| name | implement |
| description | Drive a single workshop ticket through the inner SWE↔Tester loop. Resolves the ticket from `implement_yourself/tasks/`, creates an `implementing/from-scratch` branch (a fixed default — not derived from the ticket; subsequent tickets stack on top), launches the software-engineer agent to implement it, then routes by archetype — Tester runs on logic tickets, orchestrator spot-checks the SWE's AC walk on glue/bootstrap tickets, fast-path file existence check on docs tickets (Tester HARD-OFF). Loops on FAIL up to 3 times, moves the file to `tasks/done/`, then commits directly with `git commit -m`. Stops after one ticket — the human reviews the commit, talks through it, then re-invokes for the next ticket. Trigger when the user types `/implement`, asks to "implement task NNN", says "pick up the next ticket", or otherwise wants to ship one workshop ticket under supervision. |
| disable-model-invocation | true |
| argument-hint | ["task-ref-or-description"] |
Implement Mode — Workshop Single-Ticket Implementation Loop
A workshop-specialized adaptation of squid's /day skill. Drives one pre-groomed ticket from implement_yourself/tasks/NNN-slug.groomed.md through:
new feature branch → SWE implements (+ AC walk on glue tickets) → verifier (Tester on logic tickets, orchestrator spot-check on glue tickets) → orchestrator moves file to tasks/done/ → orchestrator commits directly with `git commit -m` → report to human
After the report, the session ends. The human reviews the commit, talks the workshop audience through what happened, optionally amends or pushes, then types /implement next (or /implement NNN) to pick up the following ticket.

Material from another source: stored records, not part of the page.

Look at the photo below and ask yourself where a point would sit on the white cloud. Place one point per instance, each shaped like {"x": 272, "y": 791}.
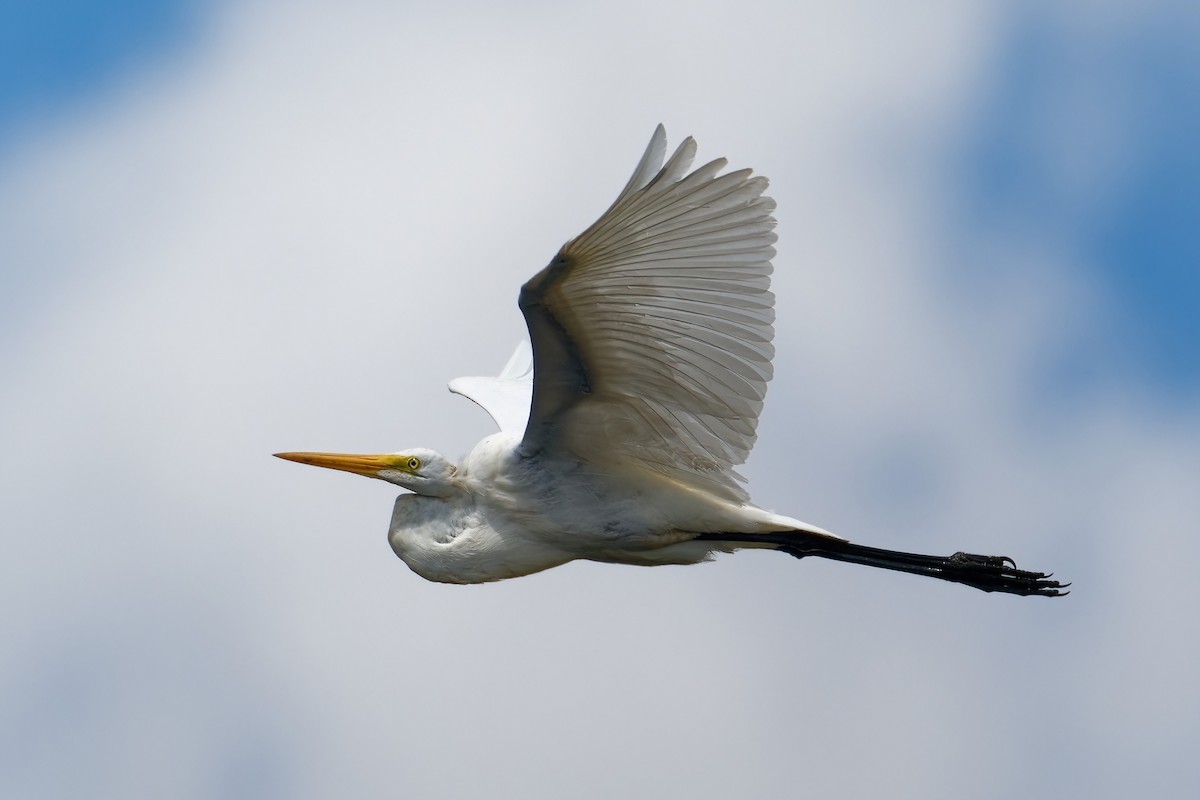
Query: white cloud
{"x": 295, "y": 236}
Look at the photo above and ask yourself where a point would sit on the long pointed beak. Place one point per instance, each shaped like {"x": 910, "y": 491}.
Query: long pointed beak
{"x": 367, "y": 465}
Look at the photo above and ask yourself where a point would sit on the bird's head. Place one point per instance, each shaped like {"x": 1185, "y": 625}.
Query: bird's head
{"x": 419, "y": 470}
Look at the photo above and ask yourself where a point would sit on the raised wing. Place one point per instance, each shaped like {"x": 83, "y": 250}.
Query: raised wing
{"x": 505, "y": 398}
{"x": 652, "y": 330}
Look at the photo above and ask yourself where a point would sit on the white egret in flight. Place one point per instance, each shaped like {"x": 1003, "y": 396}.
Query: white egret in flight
{"x": 619, "y": 433}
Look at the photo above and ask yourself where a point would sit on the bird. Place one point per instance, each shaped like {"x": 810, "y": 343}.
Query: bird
{"x": 624, "y": 416}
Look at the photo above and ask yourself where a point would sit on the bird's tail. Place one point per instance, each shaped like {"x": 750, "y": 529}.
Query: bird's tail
{"x": 985, "y": 572}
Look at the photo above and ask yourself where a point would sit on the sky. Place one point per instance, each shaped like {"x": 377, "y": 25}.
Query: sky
{"x": 229, "y": 229}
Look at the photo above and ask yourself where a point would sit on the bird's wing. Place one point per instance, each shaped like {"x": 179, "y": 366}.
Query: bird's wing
{"x": 505, "y": 398}
{"x": 652, "y": 330}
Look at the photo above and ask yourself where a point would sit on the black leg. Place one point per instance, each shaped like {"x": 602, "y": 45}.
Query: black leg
{"x": 985, "y": 572}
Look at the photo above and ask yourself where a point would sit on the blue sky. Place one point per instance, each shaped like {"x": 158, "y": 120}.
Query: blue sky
{"x": 1135, "y": 238}
{"x": 59, "y": 52}
{"x": 1135, "y": 234}
{"x": 240, "y": 228}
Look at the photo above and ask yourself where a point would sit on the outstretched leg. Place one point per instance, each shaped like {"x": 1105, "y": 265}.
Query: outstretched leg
{"x": 985, "y": 572}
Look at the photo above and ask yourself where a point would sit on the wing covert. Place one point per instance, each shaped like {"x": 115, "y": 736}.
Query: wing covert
{"x": 652, "y": 330}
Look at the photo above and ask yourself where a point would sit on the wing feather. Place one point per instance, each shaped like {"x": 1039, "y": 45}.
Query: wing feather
{"x": 652, "y": 330}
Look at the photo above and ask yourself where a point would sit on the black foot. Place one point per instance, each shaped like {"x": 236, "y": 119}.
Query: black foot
{"x": 999, "y": 573}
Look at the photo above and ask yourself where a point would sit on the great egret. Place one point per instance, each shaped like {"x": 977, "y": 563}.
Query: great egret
{"x": 619, "y": 432}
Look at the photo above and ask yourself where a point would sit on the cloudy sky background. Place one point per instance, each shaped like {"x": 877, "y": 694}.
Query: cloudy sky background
{"x": 235, "y": 228}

You are the orchestrator — a MANAGER, not an implementer. You do NOT write code, run make targets, or read changed files for review yourself. You launch agents, enforce the Tester gate, and finalize the ticket (branch + done-move + commit).
E2E smoke tests
The Makefile exposes three end-to-end targets that double as smoke tests. Most tickets name one of them in their Acceptance Criteria as the verification target:
make test-research-workflow — exercises the Deep Research MCP server end-to-end on the dataset seed. Default smoke test for any research-side ticket (#001–#010, #013).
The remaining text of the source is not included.